With funding from the Department of Energy (DOE) Biopreparedness Research Virtual Environment (BRaVE) initiative’s National Virtual Biotechnology Laboratory, the collaboration created ExaEpi. This novel code uses AMReX — a block-structured adaptive mesh refinement (AMR) framework developed by an Exascale Computing Project (ECP) co-design center — to exploit the computing capabilities of an entire exascale supercomputer for COVID-19 epidemiological simulations.

Now, BRaVE will award the EMERGE (ExaEpi for Elucidating Multiscale Ecosystem Complexities for Robust, Generalized Epidemiology) team another $4 million per year over the next three years to build on their successes and enhance the capabilities of ExaEpi to target five new diseases: Influenza, Cholera, Zika, Nipah virus, and Burkholderia pseudomallei. Ultimately, the goal is to make ExaEpi a generalized tool for epidemiology and ensure that it will be flexible enough to rapidly incorporate new diseases, including those that impact plants and other animals. 

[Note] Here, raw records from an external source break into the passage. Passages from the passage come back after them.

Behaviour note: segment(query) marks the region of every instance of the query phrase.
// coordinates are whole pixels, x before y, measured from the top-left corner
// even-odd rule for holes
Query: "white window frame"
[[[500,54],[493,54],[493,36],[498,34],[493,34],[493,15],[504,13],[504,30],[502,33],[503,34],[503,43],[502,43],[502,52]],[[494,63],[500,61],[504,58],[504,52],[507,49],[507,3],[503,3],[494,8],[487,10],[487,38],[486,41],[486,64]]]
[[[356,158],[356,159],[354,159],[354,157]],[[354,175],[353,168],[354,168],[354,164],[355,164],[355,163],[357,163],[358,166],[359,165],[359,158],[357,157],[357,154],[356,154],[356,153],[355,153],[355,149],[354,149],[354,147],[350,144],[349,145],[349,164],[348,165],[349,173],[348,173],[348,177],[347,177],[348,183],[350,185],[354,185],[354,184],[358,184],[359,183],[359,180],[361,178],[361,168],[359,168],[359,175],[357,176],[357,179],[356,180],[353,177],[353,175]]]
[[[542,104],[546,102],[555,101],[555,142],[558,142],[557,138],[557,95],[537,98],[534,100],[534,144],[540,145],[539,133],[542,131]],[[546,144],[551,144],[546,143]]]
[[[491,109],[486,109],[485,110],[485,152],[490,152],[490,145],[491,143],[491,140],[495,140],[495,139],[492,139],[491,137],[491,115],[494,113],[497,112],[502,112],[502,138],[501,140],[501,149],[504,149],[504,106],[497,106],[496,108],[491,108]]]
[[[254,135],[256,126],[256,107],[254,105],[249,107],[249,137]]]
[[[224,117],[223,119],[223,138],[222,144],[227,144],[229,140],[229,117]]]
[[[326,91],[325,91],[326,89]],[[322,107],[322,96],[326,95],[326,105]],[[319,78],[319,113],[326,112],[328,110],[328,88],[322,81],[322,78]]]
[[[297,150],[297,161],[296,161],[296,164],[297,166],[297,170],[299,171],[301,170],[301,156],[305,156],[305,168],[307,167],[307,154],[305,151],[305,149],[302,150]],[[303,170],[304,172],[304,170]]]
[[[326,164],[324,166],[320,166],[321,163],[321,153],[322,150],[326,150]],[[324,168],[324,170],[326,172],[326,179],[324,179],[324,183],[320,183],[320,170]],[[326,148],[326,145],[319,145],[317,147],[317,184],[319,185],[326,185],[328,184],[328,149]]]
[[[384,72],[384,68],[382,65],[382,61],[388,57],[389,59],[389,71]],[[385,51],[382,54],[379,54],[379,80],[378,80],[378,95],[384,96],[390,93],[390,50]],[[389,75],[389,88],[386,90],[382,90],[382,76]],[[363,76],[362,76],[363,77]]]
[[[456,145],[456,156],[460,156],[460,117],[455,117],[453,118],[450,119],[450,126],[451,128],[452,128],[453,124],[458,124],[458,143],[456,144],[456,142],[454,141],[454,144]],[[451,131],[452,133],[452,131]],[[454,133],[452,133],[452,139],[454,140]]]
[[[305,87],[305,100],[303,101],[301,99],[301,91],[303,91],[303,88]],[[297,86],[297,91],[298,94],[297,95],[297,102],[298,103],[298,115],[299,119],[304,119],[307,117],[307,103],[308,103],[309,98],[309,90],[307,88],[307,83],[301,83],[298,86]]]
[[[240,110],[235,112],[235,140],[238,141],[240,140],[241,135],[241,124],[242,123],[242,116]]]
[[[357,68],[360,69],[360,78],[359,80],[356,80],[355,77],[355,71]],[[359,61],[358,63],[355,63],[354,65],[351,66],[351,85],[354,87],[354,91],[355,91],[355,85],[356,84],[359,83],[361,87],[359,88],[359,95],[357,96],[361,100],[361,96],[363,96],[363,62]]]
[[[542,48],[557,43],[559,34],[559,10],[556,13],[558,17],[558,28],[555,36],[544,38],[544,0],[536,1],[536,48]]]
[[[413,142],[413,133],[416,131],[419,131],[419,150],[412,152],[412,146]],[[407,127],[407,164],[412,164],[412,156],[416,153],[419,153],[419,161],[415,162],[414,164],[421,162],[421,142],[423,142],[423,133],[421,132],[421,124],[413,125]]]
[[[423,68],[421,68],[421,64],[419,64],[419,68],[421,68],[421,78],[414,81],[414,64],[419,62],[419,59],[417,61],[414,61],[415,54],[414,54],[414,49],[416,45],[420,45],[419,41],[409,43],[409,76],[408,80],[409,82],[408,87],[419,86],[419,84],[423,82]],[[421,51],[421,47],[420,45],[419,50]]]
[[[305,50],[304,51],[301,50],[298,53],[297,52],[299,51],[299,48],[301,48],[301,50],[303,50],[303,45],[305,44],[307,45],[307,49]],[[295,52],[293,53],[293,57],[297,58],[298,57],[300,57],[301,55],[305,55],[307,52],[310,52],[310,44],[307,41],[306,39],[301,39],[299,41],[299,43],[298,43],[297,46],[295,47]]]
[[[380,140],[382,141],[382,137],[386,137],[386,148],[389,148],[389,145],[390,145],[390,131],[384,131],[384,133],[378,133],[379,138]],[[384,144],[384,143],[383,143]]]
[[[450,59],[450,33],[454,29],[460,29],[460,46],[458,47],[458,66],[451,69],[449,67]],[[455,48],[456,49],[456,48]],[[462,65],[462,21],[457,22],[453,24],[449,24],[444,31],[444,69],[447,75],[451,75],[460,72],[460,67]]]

“To enhance the calibration, workflow, and optimal decision-making of ExaEpi, we must capture a wide enough range of disease types. With these additional contagions, we will have targeted airborne, waterborne, and vector-borne diseases, bacterial and viral diseases, and diseases that are seasonal or sensitive to local climate,”

— Peter Nugent, a senior scientist in Berkeley Lab’s Applied Mathematics and Computational Research (AMCR) division and principal investigator of EMERGE. 

In addition to Berkeley Lab, the EMERGE collaboration includes researchers from five other national laboratories: Argonne, Brookhaven, Livermore, Los Alamos, and Sandia, as well as Boston University and Morgan State University.

Enhancing Agent-Based Models for Epidemiology

Agent-based models (ABMs) are microscale computer models that can capture and predict the details of a complex system by simulating the actions and interactions of multiple autonomous agents over space and time, making them invaluable research tools for fields ranging from biology to business. In epidemiology, the agents can represent people, animals, cells, etc., making ABMs extremely useful for public health planning, policymaking, and preparedness, especially in the face of emerging infectious diseases or evolving community behaviors. 

By tracking how agents interact, researchers can use ABMs to understand the natural complexities of transmission in diverse populations, where factors like age, social networks, and behavior can significantly influence how a disease spreads. These interactions can also point to emerging phenomena that might not be immediately obvious, like a potential outbreak or superspreader event.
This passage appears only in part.